Gerçektende şu bir gerçektir, arkadaşlar. Gençlik hareketi ortamı her zaman provokasyon ortamına açıktır. Gençliğin özellikleri buna yatkınlık gösterir. Gençliğin hareketlerinin coşkusu var, heyecanı var, doğrultu kazandır, yön ver istediğin yöne götürebilirsin. O zamanın koşulları öyleydi, şimdi uyuşukturlar fazla provokasyona da gelmiyorlar. Ama o zaman öyleydi. Size bir anımı anlatayım. Yıl 1977’dir Ecevit, Ankara- Tandoğan’da seçim konuşması yapıyor. Önderlik “gelin biz de gidelim hele bu adam ne konuşuyor” dedi. Önderlik, Cuma arkadaş, ben ve Dilaver diye bir arkadaş vardı, başka arkadaşlarda vardı hepimiz gittik ve Ecevit’i dinledik. Müthiş bir kalabalık Tandoğan’da vardı. İki yüz binin üzerinde insan var. Önderlik “bu kadarı yeter ben gidiyorum” dedi. Cuma arkadaş onlarda gittiler. Ben Dilaver ile birlikte biz Kızılay’a geldik. Miting bitti, kitle dağılmadı Kızılay’a doğru yürüdü. Biz de Kızılay’dayız. Çatışmalar başladı polisle ama o gençleri göreceksiniz.
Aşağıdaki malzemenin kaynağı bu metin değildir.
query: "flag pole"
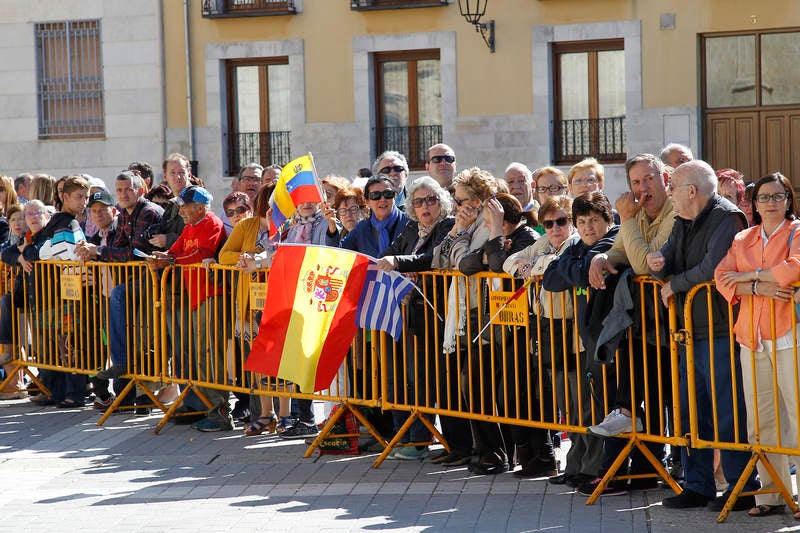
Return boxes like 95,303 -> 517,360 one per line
471,278 -> 533,343
307,152 -> 327,204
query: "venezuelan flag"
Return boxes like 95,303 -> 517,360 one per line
269,154 -> 323,238
245,245 -> 369,393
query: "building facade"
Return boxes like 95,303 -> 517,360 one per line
0,1 -> 797,204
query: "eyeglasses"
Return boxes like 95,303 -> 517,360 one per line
366,189 -> 397,201
25,211 -> 45,218
452,196 -> 474,207
429,155 -> 455,164
378,165 -> 405,174
756,192 -> 789,203
411,195 -> 439,208
572,177 -> 598,186
542,216 -> 570,229
536,185 -> 566,194
668,183 -> 693,192
225,205 -> 250,217
336,206 -> 362,216
240,175 -> 261,183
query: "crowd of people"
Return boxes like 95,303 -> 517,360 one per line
1,141 -> 799,520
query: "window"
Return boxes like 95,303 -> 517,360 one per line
351,0 -> 448,11
225,58 -> 291,175
703,29 -> 800,108
35,20 -> 104,140
202,0 -> 296,17
373,50 -> 441,170
552,39 -> 625,164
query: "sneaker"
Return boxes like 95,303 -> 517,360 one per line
394,447 -> 429,461
588,408 -> 643,437
279,422 -> 319,440
192,416 -> 234,432
706,491 -> 755,512
93,396 -> 115,410
662,488 -> 711,509
230,403 -> 251,423
577,478 -> 628,497
95,365 -> 127,380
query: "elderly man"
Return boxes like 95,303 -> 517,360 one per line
14,173 -> 31,203
659,143 -> 693,169
504,162 -> 538,211
425,143 -> 457,189
582,154 -> 676,494
372,150 -> 410,210
647,160 -> 759,511
148,185 -> 230,432
219,163 -> 262,235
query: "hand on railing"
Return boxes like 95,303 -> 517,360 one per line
146,251 -> 171,270
75,241 -> 99,262
588,253 -> 617,290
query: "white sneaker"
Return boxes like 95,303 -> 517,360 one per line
588,409 -> 643,437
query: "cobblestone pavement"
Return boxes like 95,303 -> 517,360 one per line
0,397 -> 796,532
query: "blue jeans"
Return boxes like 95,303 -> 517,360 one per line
108,278 -> 152,368
680,337 -> 760,497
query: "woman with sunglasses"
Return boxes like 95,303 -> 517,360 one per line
715,172 -> 800,518
504,195 -> 578,477
335,175 -> 409,257
220,192 -> 253,237
375,176 -> 461,461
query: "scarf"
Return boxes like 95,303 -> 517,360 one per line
287,212 -> 319,244
412,213 -> 444,254
371,207 -> 401,254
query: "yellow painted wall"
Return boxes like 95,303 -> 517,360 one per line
164,0 -> 800,129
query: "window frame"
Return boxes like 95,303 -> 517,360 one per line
224,56 -> 291,175
373,48 -> 442,170
34,19 -> 105,140
551,38 -> 626,165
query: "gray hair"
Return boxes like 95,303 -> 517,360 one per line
404,176 -> 453,221
676,159 -> 717,196
625,154 -> 665,187
237,162 -> 264,180
24,199 -> 48,215
372,151 -> 409,176
504,162 -> 532,181
116,170 -> 144,191
659,143 -> 693,164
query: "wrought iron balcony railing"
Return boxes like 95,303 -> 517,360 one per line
227,131 -> 291,176
375,124 -> 442,170
202,0 -> 296,18
554,116 -> 627,164
351,0 -> 448,11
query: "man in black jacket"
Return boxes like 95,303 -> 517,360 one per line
648,160 -> 759,511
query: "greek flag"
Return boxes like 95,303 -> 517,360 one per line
356,261 -> 416,340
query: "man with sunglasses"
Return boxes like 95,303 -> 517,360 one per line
425,144 -> 457,189
372,151 -> 410,211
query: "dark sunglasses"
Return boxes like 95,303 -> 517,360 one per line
429,155 -> 455,164
452,196 -> 473,207
378,165 -> 405,174
225,205 -> 250,217
542,216 -> 570,229
366,189 -> 397,201
411,195 -> 439,208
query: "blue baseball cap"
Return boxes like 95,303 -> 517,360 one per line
177,185 -> 213,206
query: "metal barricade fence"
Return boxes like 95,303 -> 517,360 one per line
682,281 -> 800,521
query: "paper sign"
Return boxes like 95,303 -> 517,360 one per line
488,291 -> 528,326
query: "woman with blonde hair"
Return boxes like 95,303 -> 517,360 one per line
0,176 -> 19,218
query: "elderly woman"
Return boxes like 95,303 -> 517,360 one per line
221,192 -> 252,237
716,168 -> 746,207
504,195 -> 578,477
458,192 -> 540,474
376,176 -> 456,460
715,172 -> 800,518
332,186 -> 368,237
542,192 -> 618,491
430,167 -> 497,466
0,203 -> 26,399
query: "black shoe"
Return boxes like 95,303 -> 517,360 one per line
577,478 -> 629,497
426,449 -> 449,464
439,451 -> 472,467
467,452 -> 509,475
707,491 -> 756,512
549,473 -> 574,485
662,489 -> 711,509
96,365 -> 127,380
279,422 -> 319,440
566,473 -> 595,488
231,404 -> 251,423
514,459 -> 558,478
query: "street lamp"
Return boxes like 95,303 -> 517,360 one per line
458,0 -> 495,53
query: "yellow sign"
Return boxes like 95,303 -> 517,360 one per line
61,274 -> 82,301
489,291 -> 528,326
249,282 -> 267,311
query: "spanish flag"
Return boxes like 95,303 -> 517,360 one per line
245,245 -> 369,393
268,154 -> 323,238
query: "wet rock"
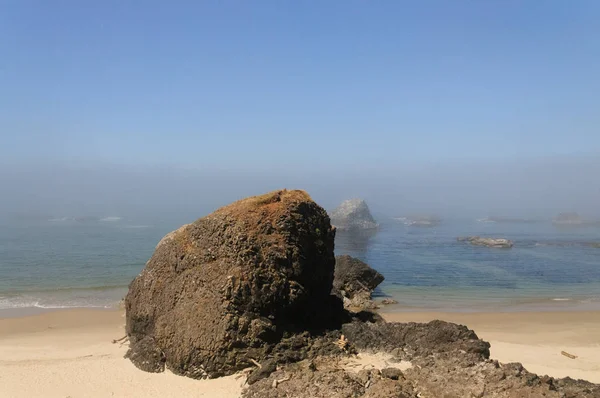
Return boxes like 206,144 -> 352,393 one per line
125,189 -> 344,378
380,298 -> 398,306
458,236 -> 514,248
333,255 -> 384,311
330,199 -> 378,231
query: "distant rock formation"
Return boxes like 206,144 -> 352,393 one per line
333,255 -> 384,311
480,216 -> 540,224
398,215 -> 441,227
330,199 -> 378,231
552,212 -> 600,227
553,212 -> 583,225
458,236 -> 514,248
125,189 -> 343,378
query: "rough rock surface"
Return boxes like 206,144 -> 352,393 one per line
333,255 -> 384,310
330,199 -> 378,231
125,189 -> 345,378
458,236 -> 514,248
342,319 -> 491,361
245,320 -> 600,398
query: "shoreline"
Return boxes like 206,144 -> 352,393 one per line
1,308 -> 598,397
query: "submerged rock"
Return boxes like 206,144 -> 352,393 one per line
125,189 -> 344,378
330,199 -> 378,231
333,255 -> 384,311
458,236 -> 514,248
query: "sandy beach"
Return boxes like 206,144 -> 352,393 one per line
1,309 -> 598,397
0,309 -> 244,398
383,311 -> 600,383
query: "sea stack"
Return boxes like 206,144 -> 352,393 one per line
124,189 -> 342,378
330,199 -> 378,231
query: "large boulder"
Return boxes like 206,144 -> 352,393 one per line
125,189 -> 343,378
333,255 -> 384,310
330,199 -> 378,231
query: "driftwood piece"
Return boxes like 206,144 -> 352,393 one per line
112,335 -> 128,344
272,374 -> 291,388
561,351 -> 578,359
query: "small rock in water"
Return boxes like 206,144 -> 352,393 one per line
457,236 -> 514,248
333,255 -> 384,311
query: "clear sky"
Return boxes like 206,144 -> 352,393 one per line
2,1 -> 599,170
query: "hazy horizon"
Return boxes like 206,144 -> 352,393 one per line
2,152 -> 599,223
2,2 -> 599,224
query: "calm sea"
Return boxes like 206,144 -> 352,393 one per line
1,217 -> 599,312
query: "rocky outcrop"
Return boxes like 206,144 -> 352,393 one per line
125,189 -> 344,378
458,236 -> 514,248
125,189 -> 600,397
245,320 -> 600,398
330,199 -> 378,231
333,255 -> 384,311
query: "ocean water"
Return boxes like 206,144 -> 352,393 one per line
0,217 -> 599,312
337,220 -> 600,312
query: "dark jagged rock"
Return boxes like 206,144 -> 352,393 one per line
334,255 -> 384,294
330,199 -> 378,231
458,236 -> 514,248
342,319 -> 491,361
125,189 -> 345,378
245,321 -> 600,398
333,255 -> 384,311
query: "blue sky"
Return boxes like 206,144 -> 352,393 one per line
1,1 -> 599,169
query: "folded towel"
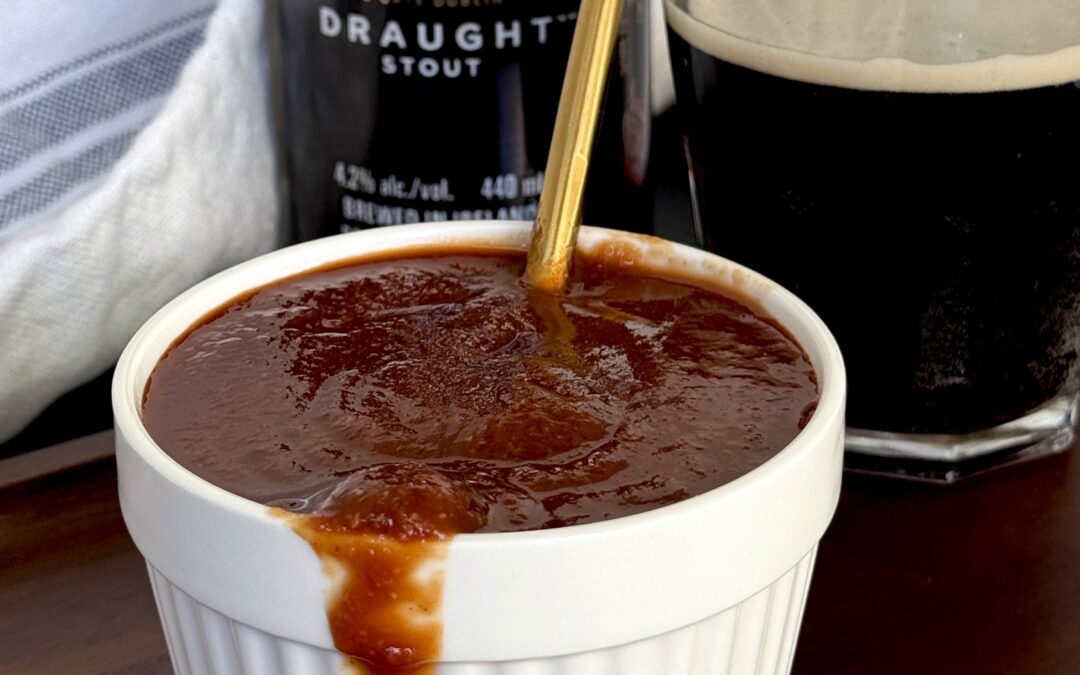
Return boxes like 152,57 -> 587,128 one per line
0,0 -> 283,442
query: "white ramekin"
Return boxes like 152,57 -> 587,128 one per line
114,221 -> 845,675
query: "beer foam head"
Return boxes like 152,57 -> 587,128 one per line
668,0 -> 1080,92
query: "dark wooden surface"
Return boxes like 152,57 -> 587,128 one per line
2,436 -> 1078,674
797,448 -> 1080,675
0,434 -> 170,675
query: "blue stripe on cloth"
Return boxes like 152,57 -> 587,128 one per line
0,130 -> 139,228
0,25 -> 207,173
0,6 -> 215,105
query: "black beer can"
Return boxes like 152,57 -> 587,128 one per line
276,0 -> 652,240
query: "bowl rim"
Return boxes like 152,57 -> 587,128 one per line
113,220 -> 846,547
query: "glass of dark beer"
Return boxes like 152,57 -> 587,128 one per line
666,0 -> 1080,480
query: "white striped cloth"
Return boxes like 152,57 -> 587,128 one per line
0,0 -> 283,442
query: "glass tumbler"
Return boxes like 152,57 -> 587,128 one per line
666,0 -> 1080,480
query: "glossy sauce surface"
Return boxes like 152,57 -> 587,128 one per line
142,249 -> 818,672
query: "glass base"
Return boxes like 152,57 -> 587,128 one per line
844,391 -> 1079,483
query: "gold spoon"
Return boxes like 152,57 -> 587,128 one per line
525,0 -> 625,294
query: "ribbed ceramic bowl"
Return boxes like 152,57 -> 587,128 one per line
114,221 -> 845,674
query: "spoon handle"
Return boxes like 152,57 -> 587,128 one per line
526,0 -> 625,293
Yaşamın içinde normalde gördüğünüz gençler, uzun saçlı tipler ama o panzerler elektrik direklerini sökmüş, trafik levhalarını devirmiş bakıyorsunuz uzun saçlı bir genç elinde direk panzerin camlarına vuruyor. Ana, baba günü, silahlı çatışmalar başladı şehrin merkezinde. Kitle yavaş yavaş geriye çekildi bu sefer biz işin içine girdik. Sen öne girince yürüyünce bu sefer binler senin arkandadır. Onlar seni geçiyorlar. Sadece bir kişinin yürümesi lazım, sadece bir kişinin bir örnek göstermesi lazımdır. Diğerleri ötesini getirir. Orada dört kişi öldü. Bir eski senatör, bir polis, iki de öğrenci öldü o eylemde.
O zaman oradaki kitle psikoloji ama nasıl bir kitle gençlik psikoloji, onun enerjisi, eylemciliğini en iyi o tür ortamlarda, o çatışma ortamlarında görebiliyorsun. Şu anda o tür şeyler yoktur. Eylemcilik ilkellik olarak değerlendiriliyor. Türkiye ortamında öyleymiş. Avrupa’da bir eylemde, bir yürüyüşte hiçbir eylem olmuyorsa, eylem öyle başarılı sayılıyor. Orada ise başarı odur. Orada o kadar olay oluyor, başarıyı orada görüyorsun. Onun için Karasu arkadaş Avrupa’daki gençlere eğitimlere giderken diyordu: “Sol sapma içinde olmayan genç, genç değildir. Şimdi sol sapmada değil, sağ sapmada değil. Sağın sağı sapmadır.” Türkiye’deki durum öyle değil midir? Var mıdır bir genç doğru dürüst? Bir, iki araba yakıyorlar ne olacak? O zaman gençler öyle değildi. Biz zengin semtlerine gidiyorduk, ilk yaptığımız iş elimize keskin bir şey almak ve o zenginlerin o müthiş arabalarını çiziyorduk bıçakla. Yakma değil de camlarını kırma gibi zarar veriyorduk. Bu tür zararlar veriyorsun, ama ötesinde onlar basit tepkiler oluyor. Daha farklı tepkiler sisteme karşı tavır, polise karşı tavır vardı. Şimdi polisle karşı karşı gelmekten çekinme var. Oysa onunla karşı karşıya gelme önemli, onla mücadele ediyorsun, devlet odur. Onunla savaşıyorsun, onunla çatışmak istiyorsun. Bunla karşı karşıya gelmekte bir çekinme var. O dönem gerçektende öyle değildi. Önderlik pratiğe müthiş rol biçen bir insandır. Ama Öndelikteki pratikçilik çok farklıdır. Görünürde ortaya koyduğu şeylerden yola çıkarak şunu düşünebilirsiniz. Önderlikte önemli olan düşünce gücüdür.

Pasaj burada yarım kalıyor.